Join our daily newsletter At The Bell to receive exclusive market insights

A tenth straight winning month for Aussie shares drifted towards a lacklustre conclusion as US futures fell heavily following an earnings update from retail giant Amazon.

The S&P/ASX 200 trimmed an early 20-point advance to half a point or 0.01 per cent mid-session. The market mood soured as a sharp decline in US futures pressured Asian markets.

Declines in Afterpay, Fortescue Metals, CSL and Wesfarmers largely offset advances in BHP, Rio Tinto and the banks.

What’s driving the market

Slender overnight rises in the US were overshadowed by concerns about the prospects for tonight after Amazon warned online sales growth slowed as malls reopened. Nasdaq futures dived 171 points or 1.14 per cent as Amazon tumbled 7.47 per cent in after-hours trade. S&P 500 futures fell more than 0.6 per cent.

Amazon‘s extraordinary growth during the pandemic left plenty of room for disappointment. A sales increase of 27 per cent last quarter would delight many investors, but set off alarm bells after a string of 40%+ quarters.

“They just don’t have the tailwinds they had last year,” Brian Yarbrough, analyst at Edward D. Jones, told Bloomberg. “It just becomes the law of large numbers. There’s just no way it can be sustained.”

Overnight, US stocks pushed to fresh highs as traders found the positives in mixed economic data. The S&P 500 and Dow both rose a little over 0.4 per cent.

“A government report showing the US economy grew by a strong 6.5% annual rate in the June quarter helped ease investors’ concerns over the pace of economic recovery,” Kalkine Group CEO Kunal Sawhney said.

“While the GDP growth estimates broadly missed the market expectations, investors appear to have shrugged off this disappointment while appreciating the fact that it is above its pre-pandemic peak.”

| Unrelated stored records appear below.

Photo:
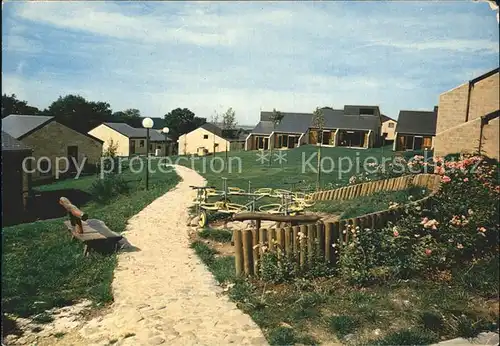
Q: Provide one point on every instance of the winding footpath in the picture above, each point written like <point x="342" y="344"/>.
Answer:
<point x="163" y="293"/>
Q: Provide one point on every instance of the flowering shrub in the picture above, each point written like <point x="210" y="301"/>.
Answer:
<point x="459" y="225"/>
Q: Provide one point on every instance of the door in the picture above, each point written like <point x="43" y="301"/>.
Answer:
<point x="313" y="137"/>
<point x="72" y="158"/>
<point x="326" y="137"/>
<point x="417" y="144"/>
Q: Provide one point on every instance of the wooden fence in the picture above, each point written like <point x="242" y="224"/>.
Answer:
<point x="429" y="181"/>
<point x="325" y="240"/>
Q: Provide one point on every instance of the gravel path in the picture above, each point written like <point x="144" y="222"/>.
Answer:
<point x="163" y="294"/>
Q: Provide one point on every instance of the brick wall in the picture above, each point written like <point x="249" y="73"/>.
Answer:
<point x="463" y="138"/>
<point x="454" y="135"/>
<point x="491" y="143"/>
<point x="484" y="97"/>
<point x="53" y="140"/>
<point x="452" y="108"/>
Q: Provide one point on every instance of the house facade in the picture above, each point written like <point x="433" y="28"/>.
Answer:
<point x="16" y="182"/>
<point x="50" y="141"/>
<point x="353" y="126"/>
<point x="468" y="118"/>
<point x="130" y="140"/>
<point x="415" y="130"/>
<point x="388" y="131"/>
<point x="208" y="138"/>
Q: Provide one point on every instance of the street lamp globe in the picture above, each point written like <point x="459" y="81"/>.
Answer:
<point x="147" y="123"/>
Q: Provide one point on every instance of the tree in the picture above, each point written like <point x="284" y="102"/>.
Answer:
<point x="79" y="114"/>
<point x="276" y="118"/>
<point x="181" y="121"/>
<point x="11" y="105"/>
<point x="318" y="122"/>
<point x="229" y="119"/>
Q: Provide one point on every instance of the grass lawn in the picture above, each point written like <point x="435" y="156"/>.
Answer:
<point x="43" y="268"/>
<point x="313" y="311"/>
<point x="244" y="167"/>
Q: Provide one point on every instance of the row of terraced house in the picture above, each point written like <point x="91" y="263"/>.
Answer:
<point x="465" y="120"/>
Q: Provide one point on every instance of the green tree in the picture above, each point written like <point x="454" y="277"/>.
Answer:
<point x="229" y="119"/>
<point x="318" y="122"/>
<point x="79" y="114"/>
<point x="181" y="121"/>
<point x="11" y="105"/>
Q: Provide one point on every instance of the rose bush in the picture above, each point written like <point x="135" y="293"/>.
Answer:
<point x="459" y="225"/>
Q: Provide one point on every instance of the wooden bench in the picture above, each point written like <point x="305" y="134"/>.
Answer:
<point x="93" y="233"/>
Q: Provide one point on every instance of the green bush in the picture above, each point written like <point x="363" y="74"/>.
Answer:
<point x="109" y="187"/>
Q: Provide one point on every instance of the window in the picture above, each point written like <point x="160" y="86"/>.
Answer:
<point x="44" y="167"/>
<point x="366" y="111"/>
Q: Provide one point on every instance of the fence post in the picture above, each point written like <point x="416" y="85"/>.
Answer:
<point x="336" y="194"/>
<point x="256" y="251"/>
<point x="336" y="239"/>
<point x="328" y="241"/>
<point x="288" y="241"/>
<point x="238" y="252"/>
<point x="303" y="245"/>
<point x="310" y="241"/>
<point x="320" y="235"/>
<point x="295" y="239"/>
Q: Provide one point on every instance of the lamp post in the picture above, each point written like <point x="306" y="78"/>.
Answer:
<point x="147" y="123"/>
<point x="165" y="131"/>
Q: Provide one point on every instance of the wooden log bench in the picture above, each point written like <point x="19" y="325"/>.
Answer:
<point x="93" y="233"/>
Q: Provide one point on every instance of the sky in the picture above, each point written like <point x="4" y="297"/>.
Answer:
<point x="251" y="56"/>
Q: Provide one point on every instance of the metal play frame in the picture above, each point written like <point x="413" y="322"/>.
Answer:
<point x="292" y="203"/>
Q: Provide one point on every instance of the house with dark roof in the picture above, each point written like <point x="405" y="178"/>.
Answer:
<point x="352" y="126"/>
<point x="129" y="140"/>
<point x="16" y="182"/>
<point x="388" y="130"/>
<point x="54" y="145"/>
<point x="211" y="138"/>
<point x="415" y="130"/>
<point x="468" y="118"/>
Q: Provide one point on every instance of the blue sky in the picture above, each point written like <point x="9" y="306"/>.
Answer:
<point x="208" y="56"/>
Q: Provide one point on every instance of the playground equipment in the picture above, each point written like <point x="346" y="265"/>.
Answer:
<point x="292" y="203"/>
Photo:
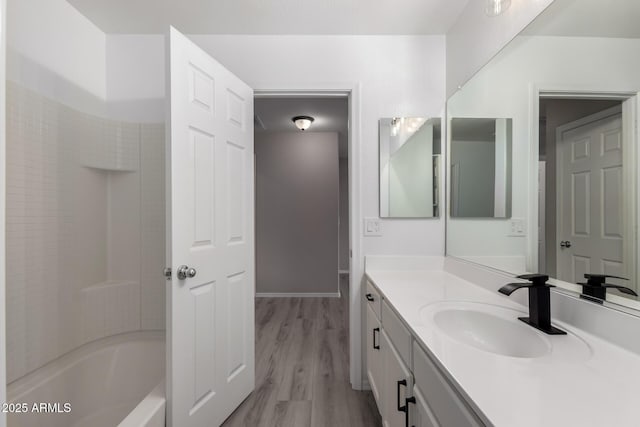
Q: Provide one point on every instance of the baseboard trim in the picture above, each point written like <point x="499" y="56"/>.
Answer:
<point x="297" y="295"/>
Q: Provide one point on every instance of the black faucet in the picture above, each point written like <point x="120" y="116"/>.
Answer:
<point x="596" y="289"/>
<point x="539" y="302"/>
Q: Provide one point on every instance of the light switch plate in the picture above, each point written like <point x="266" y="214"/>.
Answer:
<point x="372" y="227"/>
<point x="517" y="227"/>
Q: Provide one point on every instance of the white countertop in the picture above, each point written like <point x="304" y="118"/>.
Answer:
<point x="601" y="388"/>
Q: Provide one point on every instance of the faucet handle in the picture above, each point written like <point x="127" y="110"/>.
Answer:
<point x="536" y="279"/>
<point x="509" y="288"/>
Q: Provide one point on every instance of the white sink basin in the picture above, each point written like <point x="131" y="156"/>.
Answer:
<point x="490" y="328"/>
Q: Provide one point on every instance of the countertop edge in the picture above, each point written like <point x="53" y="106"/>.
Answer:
<point x="445" y="372"/>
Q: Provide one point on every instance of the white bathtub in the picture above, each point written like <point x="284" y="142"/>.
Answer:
<point x="114" y="381"/>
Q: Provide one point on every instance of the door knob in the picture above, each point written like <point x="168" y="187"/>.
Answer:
<point x="185" y="272"/>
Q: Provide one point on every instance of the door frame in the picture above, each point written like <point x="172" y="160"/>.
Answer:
<point x="3" y="186"/>
<point x="630" y="98"/>
<point x="352" y="91"/>
<point x="628" y="186"/>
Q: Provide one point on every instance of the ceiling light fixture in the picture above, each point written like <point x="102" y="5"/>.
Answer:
<point x="496" y="7"/>
<point x="302" y="122"/>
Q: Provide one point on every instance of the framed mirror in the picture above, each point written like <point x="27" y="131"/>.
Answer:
<point x="480" y="164"/>
<point x="409" y="167"/>
<point x="570" y="83"/>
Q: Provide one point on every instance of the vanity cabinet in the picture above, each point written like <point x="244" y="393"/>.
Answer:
<point x="441" y="402"/>
<point x="404" y="379"/>
<point x="396" y="385"/>
<point x="420" y="413"/>
<point x="374" y="355"/>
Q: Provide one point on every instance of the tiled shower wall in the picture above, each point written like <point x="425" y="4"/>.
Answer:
<point x="85" y="228"/>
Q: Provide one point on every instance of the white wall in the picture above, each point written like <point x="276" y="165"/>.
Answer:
<point x="411" y="176"/>
<point x="475" y="37"/>
<point x="56" y="51"/>
<point x="503" y="89"/>
<point x="400" y="76"/>
<point x="343" y="167"/>
<point x="135" y="78"/>
<point x="3" y="336"/>
<point x="396" y="76"/>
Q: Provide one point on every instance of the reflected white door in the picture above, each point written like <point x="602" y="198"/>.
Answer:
<point x="590" y="197"/>
<point x="210" y="329"/>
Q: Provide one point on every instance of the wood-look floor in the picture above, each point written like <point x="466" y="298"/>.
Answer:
<point x="302" y="367"/>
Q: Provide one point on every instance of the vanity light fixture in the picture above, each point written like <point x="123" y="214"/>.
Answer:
<point x="302" y="122"/>
<point x="497" y="7"/>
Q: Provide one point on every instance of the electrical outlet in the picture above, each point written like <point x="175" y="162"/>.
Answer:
<point x="372" y="227"/>
<point x="517" y="227"/>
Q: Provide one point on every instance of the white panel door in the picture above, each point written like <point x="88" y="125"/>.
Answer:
<point x="590" y="198"/>
<point x="210" y="328"/>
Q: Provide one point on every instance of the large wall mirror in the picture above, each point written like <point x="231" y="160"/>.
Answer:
<point x="570" y="84"/>
<point x="409" y="162"/>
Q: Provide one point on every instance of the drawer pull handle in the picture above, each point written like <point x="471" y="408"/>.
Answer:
<point x="400" y="407"/>
<point x="375" y="346"/>
<point x="406" y="413"/>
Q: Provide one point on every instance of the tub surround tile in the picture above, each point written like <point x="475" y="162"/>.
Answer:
<point x="63" y="167"/>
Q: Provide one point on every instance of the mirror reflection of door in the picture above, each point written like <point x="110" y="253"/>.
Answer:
<point x="584" y="196"/>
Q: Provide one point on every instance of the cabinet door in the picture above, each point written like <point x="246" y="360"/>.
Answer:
<point x="421" y="415"/>
<point x="374" y="356"/>
<point x="397" y="384"/>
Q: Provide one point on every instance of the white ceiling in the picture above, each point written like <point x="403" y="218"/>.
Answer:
<point x="330" y="114"/>
<point x="588" y="18"/>
<point x="272" y="16"/>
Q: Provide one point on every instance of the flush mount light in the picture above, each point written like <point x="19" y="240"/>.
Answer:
<point x="302" y="122"/>
<point x="496" y="7"/>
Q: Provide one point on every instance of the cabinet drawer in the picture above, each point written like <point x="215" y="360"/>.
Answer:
<point x="398" y="333"/>
<point x="447" y="406"/>
<point x="373" y="298"/>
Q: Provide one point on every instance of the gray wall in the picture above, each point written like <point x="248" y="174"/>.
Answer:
<point x="297" y="203"/>
<point x="477" y="161"/>
<point x="344" y="213"/>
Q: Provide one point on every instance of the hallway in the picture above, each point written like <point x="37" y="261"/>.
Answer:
<point x="302" y="367"/>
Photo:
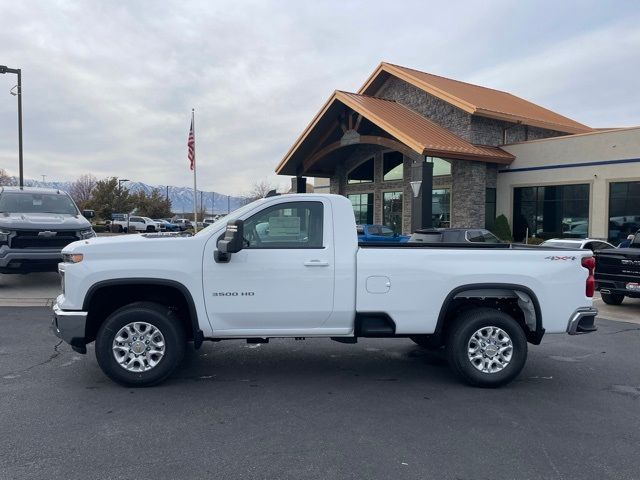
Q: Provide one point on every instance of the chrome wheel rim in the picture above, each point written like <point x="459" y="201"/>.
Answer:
<point x="490" y="349"/>
<point x="138" y="347"/>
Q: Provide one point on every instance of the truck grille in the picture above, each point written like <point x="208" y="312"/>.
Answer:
<point x="34" y="239"/>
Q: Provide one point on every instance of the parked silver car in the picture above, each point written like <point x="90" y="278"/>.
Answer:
<point x="35" y="225"/>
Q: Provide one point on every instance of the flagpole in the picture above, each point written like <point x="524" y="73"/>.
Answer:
<point x="195" y="196"/>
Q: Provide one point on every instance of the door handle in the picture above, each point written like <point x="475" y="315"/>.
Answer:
<point x="316" y="263"/>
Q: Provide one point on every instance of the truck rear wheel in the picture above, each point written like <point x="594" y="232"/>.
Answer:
<point x="612" y="298"/>
<point x="140" y="345"/>
<point x="486" y="347"/>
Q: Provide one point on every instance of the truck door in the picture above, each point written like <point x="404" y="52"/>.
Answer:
<point x="284" y="276"/>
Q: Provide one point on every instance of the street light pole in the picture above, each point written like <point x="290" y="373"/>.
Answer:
<point x="17" y="71"/>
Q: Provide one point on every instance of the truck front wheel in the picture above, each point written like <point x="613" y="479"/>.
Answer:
<point x="140" y="345"/>
<point x="486" y="347"/>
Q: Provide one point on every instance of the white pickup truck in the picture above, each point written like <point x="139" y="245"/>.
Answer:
<point x="291" y="266"/>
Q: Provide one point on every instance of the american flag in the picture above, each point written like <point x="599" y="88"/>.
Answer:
<point x="191" y="145"/>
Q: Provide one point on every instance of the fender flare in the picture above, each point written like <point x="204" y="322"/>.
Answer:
<point x="198" y="335"/>
<point x="534" y="337"/>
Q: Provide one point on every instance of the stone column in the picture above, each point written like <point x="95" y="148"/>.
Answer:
<point x="299" y="185"/>
<point x="468" y="192"/>
<point x="421" y="206"/>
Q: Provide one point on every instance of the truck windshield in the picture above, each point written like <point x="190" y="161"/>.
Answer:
<point x="232" y="216"/>
<point x="25" y="202"/>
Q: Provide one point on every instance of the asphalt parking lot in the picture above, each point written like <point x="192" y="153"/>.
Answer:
<point x="318" y="409"/>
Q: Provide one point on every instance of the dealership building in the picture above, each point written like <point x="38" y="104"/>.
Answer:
<point x="412" y="150"/>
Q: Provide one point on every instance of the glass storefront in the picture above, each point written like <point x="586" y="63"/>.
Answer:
<point x="441" y="208"/>
<point x="624" y="210"/>
<point x="392" y="210"/>
<point x="440" y="166"/>
<point x="557" y="211"/>
<point x="362" y="207"/>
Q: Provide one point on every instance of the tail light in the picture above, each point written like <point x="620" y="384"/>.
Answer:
<point x="590" y="264"/>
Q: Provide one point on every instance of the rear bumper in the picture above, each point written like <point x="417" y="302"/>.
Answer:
<point x="582" y="321"/>
<point x="70" y="326"/>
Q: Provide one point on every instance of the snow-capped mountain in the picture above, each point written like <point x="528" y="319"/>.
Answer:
<point x="181" y="197"/>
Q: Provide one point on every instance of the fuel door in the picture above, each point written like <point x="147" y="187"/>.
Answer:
<point x="378" y="284"/>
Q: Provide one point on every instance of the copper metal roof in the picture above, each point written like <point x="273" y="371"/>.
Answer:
<point x="415" y="131"/>
<point x="475" y="99"/>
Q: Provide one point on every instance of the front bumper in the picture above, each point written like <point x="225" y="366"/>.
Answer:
<point x="22" y="260"/>
<point x="582" y="321"/>
<point x="70" y="326"/>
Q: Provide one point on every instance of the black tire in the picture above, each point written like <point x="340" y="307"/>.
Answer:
<point x="612" y="298"/>
<point x="460" y="334"/>
<point x="154" y="314"/>
<point x="428" y="342"/>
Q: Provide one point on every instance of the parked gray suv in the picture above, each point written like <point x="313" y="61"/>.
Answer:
<point x="35" y="225"/>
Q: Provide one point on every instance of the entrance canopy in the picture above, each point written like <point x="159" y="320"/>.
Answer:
<point x="349" y="119"/>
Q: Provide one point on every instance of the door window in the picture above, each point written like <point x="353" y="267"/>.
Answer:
<point x="287" y="225"/>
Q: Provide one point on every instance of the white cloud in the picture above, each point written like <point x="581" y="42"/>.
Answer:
<point x="108" y="86"/>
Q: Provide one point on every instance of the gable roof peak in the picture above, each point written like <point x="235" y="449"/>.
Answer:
<point x="474" y="99"/>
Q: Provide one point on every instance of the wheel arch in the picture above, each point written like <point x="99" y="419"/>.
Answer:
<point x="137" y="285"/>
<point x="484" y="291"/>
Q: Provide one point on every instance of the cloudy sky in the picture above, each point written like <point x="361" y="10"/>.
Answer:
<point x="109" y="85"/>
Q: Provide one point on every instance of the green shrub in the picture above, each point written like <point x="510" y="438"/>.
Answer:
<point x="502" y="230"/>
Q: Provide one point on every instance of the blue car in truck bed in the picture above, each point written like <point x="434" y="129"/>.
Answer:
<point x="378" y="233"/>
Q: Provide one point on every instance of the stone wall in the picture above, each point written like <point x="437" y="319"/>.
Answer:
<point x="469" y="183"/>
<point x="489" y="131"/>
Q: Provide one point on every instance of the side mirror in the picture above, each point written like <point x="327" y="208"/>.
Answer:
<point x="232" y="242"/>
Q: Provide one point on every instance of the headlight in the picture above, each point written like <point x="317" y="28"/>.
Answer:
<point x="4" y="235"/>
<point x="72" y="257"/>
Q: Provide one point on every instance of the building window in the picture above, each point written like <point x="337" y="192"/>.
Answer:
<point x="441" y="208"/>
<point x="559" y="211"/>
<point x="362" y="207"/>
<point x="490" y="208"/>
<point x="392" y="164"/>
<point x="440" y="167"/>
<point x="392" y="210"/>
<point x="363" y="173"/>
<point x="624" y="210"/>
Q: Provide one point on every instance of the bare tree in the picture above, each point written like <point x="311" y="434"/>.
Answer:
<point x="260" y="189"/>
<point x="81" y="190"/>
<point x="5" y="178"/>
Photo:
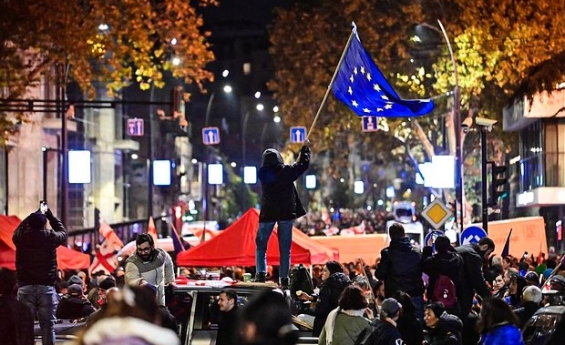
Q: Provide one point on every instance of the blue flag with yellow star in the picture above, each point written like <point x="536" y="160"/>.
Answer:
<point x="362" y="86"/>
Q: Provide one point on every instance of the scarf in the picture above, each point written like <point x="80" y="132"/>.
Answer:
<point x="330" y="321"/>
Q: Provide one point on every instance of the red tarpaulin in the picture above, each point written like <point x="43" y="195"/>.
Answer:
<point x="235" y="246"/>
<point x="66" y="257"/>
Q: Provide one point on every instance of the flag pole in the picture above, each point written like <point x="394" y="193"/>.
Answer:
<point x="353" y="32"/>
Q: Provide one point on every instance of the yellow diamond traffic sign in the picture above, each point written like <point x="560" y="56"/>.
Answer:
<point x="436" y="213"/>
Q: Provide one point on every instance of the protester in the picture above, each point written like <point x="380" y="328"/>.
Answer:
<point x="472" y="280"/>
<point x="498" y="324"/>
<point x="36" y="266"/>
<point x="16" y="321"/>
<point x="74" y="305"/>
<point x="445" y="262"/>
<point x="345" y="323"/>
<point x="444" y="328"/>
<point x="279" y="204"/>
<point x="383" y="330"/>
<point x="266" y="320"/>
<point x="401" y="269"/>
<point x="227" y="324"/>
<point x="150" y="265"/>
<point x="327" y="300"/>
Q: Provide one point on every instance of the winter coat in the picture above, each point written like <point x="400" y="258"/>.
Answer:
<point x="383" y="333"/>
<point x="74" y="307"/>
<point x="506" y="334"/>
<point x="127" y="330"/>
<point x="448" y="263"/>
<point x="227" y="327"/>
<point x="346" y="329"/>
<point x="472" y="279"/>
<point x="279" y="198"/>
<point x="328" y="299"/>
<point x="401" y="269"/>
<point x="36" y="251"/>
<point x="447" y="331"/>
<point x="159" y="271"/>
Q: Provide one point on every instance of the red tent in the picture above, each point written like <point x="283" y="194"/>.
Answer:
<point x="235" y="246"/>
<point x="66" y="257"/>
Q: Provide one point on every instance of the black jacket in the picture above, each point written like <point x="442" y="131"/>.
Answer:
<point x="448" y="263"/>
<point x="279" y="199"/>
<point x="383" y="333"/>
<point x="227" y="326"/>
<point x="472" y="279"/>
<point x="400" y="268"/>
<point x="74" y="307"/>
<point x="447" y="331"/>
<point x="328" y="299"/>
<point x="36" y="251"/>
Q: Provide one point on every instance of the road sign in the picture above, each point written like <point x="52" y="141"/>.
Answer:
<point x="436" y="213"/>
<point x="210" y="136"/>
<point x="135" y="127"/>
<point x="297" y="134"/>
<point x="472" y="234"/>
<point x="370" y="123"/>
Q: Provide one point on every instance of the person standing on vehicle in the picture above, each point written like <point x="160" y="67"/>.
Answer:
<point x="227" y="323"/>
<point x="150" y="265"/>
<point x="279" y="204"/>
<point x="400" y="268"/>
<point x="36" y="266"/>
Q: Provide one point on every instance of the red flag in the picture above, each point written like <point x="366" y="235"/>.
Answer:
<point x="152" y="230"/>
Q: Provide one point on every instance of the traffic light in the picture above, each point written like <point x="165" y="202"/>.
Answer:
<point x="497" y="181"/>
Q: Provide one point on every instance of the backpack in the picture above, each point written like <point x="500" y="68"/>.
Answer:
<point x="444" y="292"/>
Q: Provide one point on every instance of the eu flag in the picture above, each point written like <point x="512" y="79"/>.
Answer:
<point x="362" y="86"/>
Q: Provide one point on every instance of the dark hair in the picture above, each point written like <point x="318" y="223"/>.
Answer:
<point x="352" y="298"/>
<point x="334" y="267"/>
<point x="271" y="315"/>
<point x="396" y="231"/>
<point x="405" y="300"/>
<point x="489" y="242"/>
<point x="230" y="294"/>
<point x="144" y="237"/>
<point x="495" y="311"/>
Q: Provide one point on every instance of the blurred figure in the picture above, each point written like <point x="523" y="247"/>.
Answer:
<point x="409" y="326"/>
<point x="74" y="305"/>
<point x="266" y="320"/>
<point x="444" y="328"/>
<point x="279" y="205"/>
<point x="330" y="291"/>
<point x="124" y="322"/>
<point x="227" y="322"/>
<point x="16" y="321"/>
<point x="345" y="323"/>
<point x="36" y="266"/>
<point x="383" y="330"/>
<point x="150" y="265"/>
<point x="400" y="268"/>
<point x="498" y="324"/>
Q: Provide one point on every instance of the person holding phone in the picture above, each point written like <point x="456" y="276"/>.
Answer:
<point x="36" y="266"/>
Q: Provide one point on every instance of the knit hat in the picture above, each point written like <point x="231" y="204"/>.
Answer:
<point x="75" y="290"/>
<point x="75" y="280"/>
<point x="107" y="283"/>
<point x="390" y="306"/>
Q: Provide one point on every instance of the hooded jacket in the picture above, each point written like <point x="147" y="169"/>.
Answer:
<point x="472" y="279"/>
<point x="447" y="331"/>
<point x="36" y="249"/>
<point x="328" y="299"/>
<point x="400" y="268"/>
<point x="279" y="199"/>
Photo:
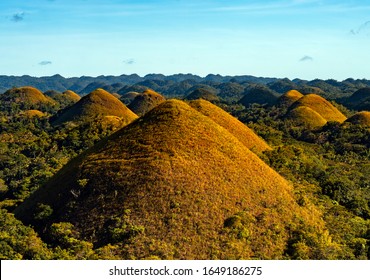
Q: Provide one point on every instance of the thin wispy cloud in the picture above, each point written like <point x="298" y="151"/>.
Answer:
<point x="17" y="17"/>
<point x="363" y="29"/>
<point x="129" y="61"/>
<point x="306" y="58"/>
<point x="45" y="62"/>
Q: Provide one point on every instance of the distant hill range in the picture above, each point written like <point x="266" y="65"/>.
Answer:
<point x="184" y="84"/>
<point x="178" y="183"/>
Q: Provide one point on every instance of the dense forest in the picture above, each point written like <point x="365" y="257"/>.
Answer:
<point x="184" y="167"/>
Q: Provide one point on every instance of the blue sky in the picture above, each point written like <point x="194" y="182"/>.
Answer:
<point x="304" y="39"/>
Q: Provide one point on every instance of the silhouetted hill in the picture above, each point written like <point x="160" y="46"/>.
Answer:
<point x="26" y="97"/>
<point x="202" y="93"/>
<point x="175" y="184"/>
<point x="321" y="106"/>
<point x="97" y="103"/>
<point x="145" y="101"/>
<point x="260" y="95"/>
<point x="361" y="118"/>
<point x="243" y="133"/>
<point x="289" y="98"/>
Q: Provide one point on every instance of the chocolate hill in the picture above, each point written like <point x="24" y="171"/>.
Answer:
<point x="288" y="98"/>
<point x="305" y="116"/>
<point x="243" y="133"/>
<point x="175" y="185"/>
<point x="321" y="106"/>
<point x="202" y="93"/>
<point x="27" y="96"/>
<point x="260" y="95"/>
<point x="145" y="101"/>
<point x="361" y="118"/>
<point x="98" y="103"/>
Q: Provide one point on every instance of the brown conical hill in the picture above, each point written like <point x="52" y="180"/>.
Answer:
<point x="30" y="114"/>
<point x="305" y="116"/>
<point x="321" y="106"/>
<point x="27" y="95"/>
<point x="98" y="103"/>
<point x="288" y="98"/>
<point x="71" y="95"/>
<point x="173" y="184"/>
<point x="243" y="133"/>
<point x="361" y="118"/>
<point x="146" y="101"/>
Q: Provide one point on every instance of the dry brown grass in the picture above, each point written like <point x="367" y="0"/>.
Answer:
<point x="28" y="95"/>
<point x="305" y="116"/>
<point x="321" y="106"/>
<point x="361" y="118"/>
<point x="98" y="103"/>
<point x="33" y="114"/>
<point x="243" y="133"/>
<point x="71" y="95"/>
<point x="146" y="101"/>
<point x="185" y="185"/>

The ASX remained on track for another winning month. The ASX 200 has put on roughly 110 points in July, all in the second half of the month as investors looked to an economic rebound when the lockdown in NSW ends.  

“The lockdown and the material acceleration in the vaccine drive now being seen is expected to create the pre-conditions for a strong re-opening in the December quarter, with national GDP forecast to rebound 3.0%, erasing almost all the job losses of Q3,” Westpac senior economist Elliot Clarke said.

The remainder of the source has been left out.